Work is ongoing to construct a full hardware prototype (i.e. PT-based capacitor charger and HV inverter circuits both working together) to determine the performance, size, and weight of the proposed solution, for comparison with commercially available medical electroporation power supplies

PT-Based HV Pulse Generator for Electroporation

Figure 2 shows a block diagram of the proposed HV pulse generator based on a step-up PT. It consists of a low-input voltage DC source followed by a DC-AC inverter stage to drive the PT close to its resonant frequency. The amplified high-frequency PT output voltage is rectified and supplied to a DC-link capacitor, C_dc, which charges to the required high-voltage (HV). The charging time depends on the capacitance value and the rated power of the PT. Once the DC-link capacitor is charged, the input inverter is switched OFF and the DC-link voltage is applied in pulses to the electrodes (represented here as an effective load resistance, R_L), through an output full-bridge inverter that switches at the required pulse-width and frequency.

Fig. 2.

PT-based HV pulse generator architecture for Electroporation

Full-Bridge LV Inverter

To obtain optimal performance, the PT should be driven with an AC sinusoidal voltage to extract full rated power at the output. Low-voltage (LV) inverter topologies proposed in the literature include a half-bridge [10], push–pull [36], single-switch class-E [20] or a full-bridge inverter [33], all of which generate square-wave voltages. In this paper, maximum power is transferred in both halves of the input AC cycle to take full advantage of commercially available PTs to fast-charge the HV capacitor, using a full-bridge inverter with Gallium Nitride (GaN) FETs. It is anticipated that the use of GaN devices will result in higher conversion efficiency and smaller converter size compared to standard silicon MOSFETs.

Series Inductor

If a square-wave voltage is directly applied to the PT, spikes occur in each cycle of the source current due to the PT input capacitance. These spikes may be reduced by adding a series inductor to form a low-pass filter with the PT input capacitance. Inductor-less driving of PTs by achieving Zero Voltage Switching (ZVS) has been proposed in the literature. This would provide significant benefits in medical equipment applications, where the elimination of magnetic components is required to minimise EMI and switching losses. However, ZVS capable PTs require special consideration during their design [31] and currently they are not available commercially. As a commercial Rosen PT has been used to prove the concept in this paper, a low-pass filter series inductor, L_in, at the PT input is required.

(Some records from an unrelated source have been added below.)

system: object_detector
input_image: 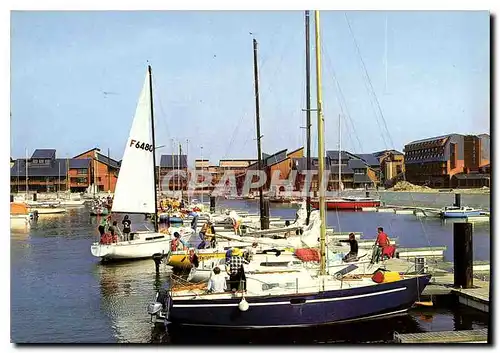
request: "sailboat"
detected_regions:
[148,11,431,329]
[90,66,191,260]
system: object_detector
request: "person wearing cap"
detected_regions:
[229,211,241,235]
[207,266,227,293]
[170,232,189,251]
[189,248,200,268]
[226,248,249,291]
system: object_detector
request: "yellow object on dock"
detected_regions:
[382,271,401,283]
[167,250,226,268]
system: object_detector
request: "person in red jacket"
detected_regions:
[375,227,391,248]
[375,227,396,262]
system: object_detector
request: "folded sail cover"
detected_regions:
[295,249,319,262]
[112,73,155,213]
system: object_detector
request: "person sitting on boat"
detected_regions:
[229,210,241,235]
[189,248,200,268]
[122,215,132,241]
[371,227,391,263]
[207,266,227,293]
[198,221,215,249]
[97,217,109,238]
[174,232,189,250]
[108,221,118,243]
[226,248,249,291]
[340,233,358,262]
[189,211,199,233]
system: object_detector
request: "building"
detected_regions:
[404,134,490,188]
[294,150,378,191]
[373,150,405,187]
[159,154,189,191]
[10,149,91,192]
[72,148,120,193]
[194,159,221,192]
[236,147,304,192]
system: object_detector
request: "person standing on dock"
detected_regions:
[226,248,249,291]
[122,215,132,241]
[371,227,391,263]
[97,217,109,238]
[339,233,358,262]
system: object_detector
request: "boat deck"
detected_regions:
[394,329,488,343]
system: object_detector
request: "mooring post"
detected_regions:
[260,199,269,229]
[453,223,473,289]
[153,253,163,274]
[210,196,215,213]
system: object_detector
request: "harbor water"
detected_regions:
[11,200,490,344]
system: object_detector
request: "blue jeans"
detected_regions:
[191,215,199,232]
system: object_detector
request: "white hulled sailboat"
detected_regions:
[90,66,192,260]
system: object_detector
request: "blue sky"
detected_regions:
[10,11,490,164]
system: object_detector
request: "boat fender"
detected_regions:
[238,297,250,311]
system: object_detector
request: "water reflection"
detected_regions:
[93,260,172,343]
[163,315,422,345]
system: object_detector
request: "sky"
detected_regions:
[10,11,490,164]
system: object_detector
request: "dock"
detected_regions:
[394,329,488,343]
[385,259,490,312]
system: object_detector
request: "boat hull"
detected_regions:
[441,211,481,218]
[311,200,380,210]
[166,275,430,329]
[90,239,170,260]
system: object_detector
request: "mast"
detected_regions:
[16,158,20,194]
[148,65,158,232]
[108,147,111,192]
[25,148,28,201]
[57,160,61,199]
[253,38,267,229]
[306,11,312,225]
[66,155,71,191]
[200,146,205,203]
[339,114,342,196]
[177,142,183,199]
[170,139,176,195]
[314,10,326,275]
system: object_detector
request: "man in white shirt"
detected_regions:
[207,266,227,293]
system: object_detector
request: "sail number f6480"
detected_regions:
[129,140,153,152]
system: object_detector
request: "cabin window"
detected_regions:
[262,282,297,291]
[260,261,289,267]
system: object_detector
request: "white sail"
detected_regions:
[112,74,155,213]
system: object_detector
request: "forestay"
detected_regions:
[112,74,155,213]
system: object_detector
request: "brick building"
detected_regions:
[404,134,490,188]
[72,148,120,192]
[159,154,189,191]
[10,149,91,192]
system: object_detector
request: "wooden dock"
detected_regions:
[394,329,488,343]
[385,259,490,312]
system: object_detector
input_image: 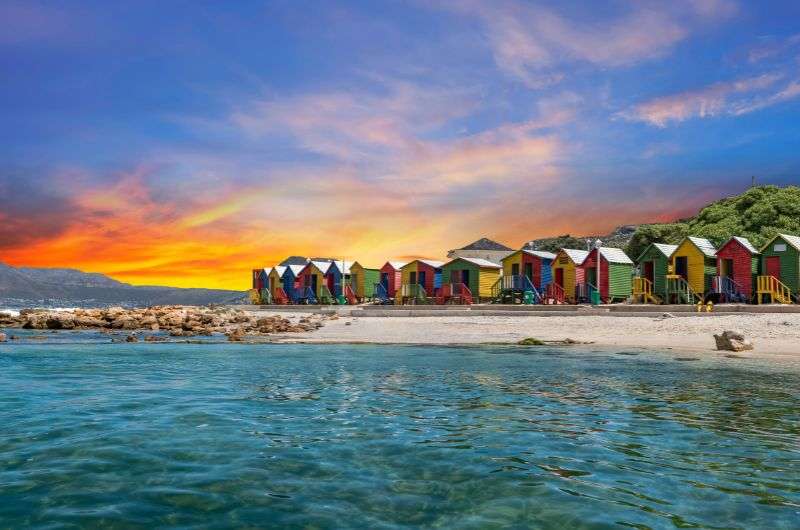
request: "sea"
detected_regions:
[0,336,800,529]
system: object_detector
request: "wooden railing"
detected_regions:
[756,276,792,304]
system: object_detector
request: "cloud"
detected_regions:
[617,73,800,128]
[439,0,736,88]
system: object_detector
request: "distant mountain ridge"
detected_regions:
[0,263,245,308]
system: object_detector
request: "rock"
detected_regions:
[714,330,753,351]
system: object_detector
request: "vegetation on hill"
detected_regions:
[625,186,800,259]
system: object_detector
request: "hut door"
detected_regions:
[675,256,689,280]
[767,256,781,280]
[719,258,734,280]
[644,261,656,283]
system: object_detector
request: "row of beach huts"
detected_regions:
[250,234,800,304]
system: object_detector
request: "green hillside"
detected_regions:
[625,186,800,259]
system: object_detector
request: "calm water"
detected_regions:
[0,344,800,529]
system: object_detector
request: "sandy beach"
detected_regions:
[270,314,800,356]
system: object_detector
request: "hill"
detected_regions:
[0,263,244,308]
[625,186,800,259]
[525,225,638,253]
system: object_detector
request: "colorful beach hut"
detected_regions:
[712,236,761,303]
[349,261,381,300]
[548,248,589,304]
[436,258,503,304]
[281,265,306,304]
[632,243,678,304]
[667,236,717,304]
[375,261,405,301]
[395,259,444,304]
[494,248,556,298]
[756,234,800,304]
[580,247,633,304]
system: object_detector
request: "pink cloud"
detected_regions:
[618,73,798,127]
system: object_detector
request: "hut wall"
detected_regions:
[761,237,800,294]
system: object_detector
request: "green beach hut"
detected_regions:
[633,243,678,304]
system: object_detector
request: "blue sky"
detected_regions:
[0,0,800,286]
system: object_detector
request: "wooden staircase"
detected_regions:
[666,274,703,305]
[631,277,661,304]
[274,287,289,305]
[543,282,567,305]
[344,283,358,305]
[756,276,792,304]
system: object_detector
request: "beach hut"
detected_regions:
[546,248,589,304]
[580,247,633,304]
[500,248,556,303]
[281,265,305,304]
[756,234,800,304]
[436,258,503,304]
[269,265,290,304]
[349,261,381,300]
[712,236,761,303]
[375,261,405,302]
[632,243,678,304]
[395,259,444,304]
[667,236,717,304]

Rosen Piezoelectric Transformer

Invented by Dr. Rosen in the 1950s, the Rosen-PT structure shown in Fig. 3 is a combination of a transverse mode piezoelectric actuator at the input (driver) section and a longitudinal mode piezoelectric transducer at the output (generator) section, each of which dominates around the PT resonant frequency [11]. Because of the inherent high voltage gain associated with Rosen-PTs, they are referred as high-voltage PTs.

Fig. 3.

Basic structure of Rosen PT [11]

The electrical equivalent circuit of the PT is shown in Fig. 4a, where R is the electrical equivalent of mechanical loss, L is an electrical equivalent of the PT mass, C is the equivalent of mechanical compliance, C_in and C_out represent static input and output capacitances, respectively. The series combination of R, L and C result in the circuit acting like a current source, which is more or less independent of the output load. The voltage transformation ratio is represented by an ideal electromagnetic transformer with turns ratio N. In Fig. 4b, the ideal transformer is replaced by interdependent voltage and current sources, which aids to speed-up computer simulations. It should be noted that this circuit only models the PT behaviour around primary resonance, and it does not account for higher order harmonic vibration modes.

Fig. 4.

PT electrical equivalent circuit

Full-Bridge HV Rectifier

Due to the resonant characteristics of the PT, its output response to the square-wave inverter is a sinusoidal AC voltage and requires a rectifier-stage to convert it to DC for HV energy-storage capacitor charging. In this work, a silicon carbide (SiC) diode-based full-bridge [40] rectifier stage is proposed to obtain higher converter efficiency and power-density when compared to standard silicon rectifiers.

DC Link Capacitor

The DC-link capacitor is the main energy-storage component in the proposed system. The output of the HV rectifier is coupled to the DC-link capacitor C_dc, which forms a source of energy to the next power conversion stage, i.e. full-bridge HV inverter. The value of capacitance must be chosen such that it will present a constant (stiff) DC source for repetitive short pulses with acceptable voltage drop as per the requirement of the aimed medical electroporation therapy session.

Full-Bridge HV Inverter

The fully charged HV DC-link energy-storage capacitor is partially discharged to the electrodes through a HV inverter to produce high-amplitude bipolar-pulses at a required pulse-width, pulse-number, and repetition frequency. Recently, the requirement of very short HV pulses in the nanoseconds to microsecond range is growing for medical electroporation [5], therefore, a very fast HV semiconductor switch is required. Conventional silicon MOSFETs or IGBTs are slower and inefficient compared to latest generation SiC MOSFETs, hence in this research work, SiC MOSFETs are proposed for the output inverter.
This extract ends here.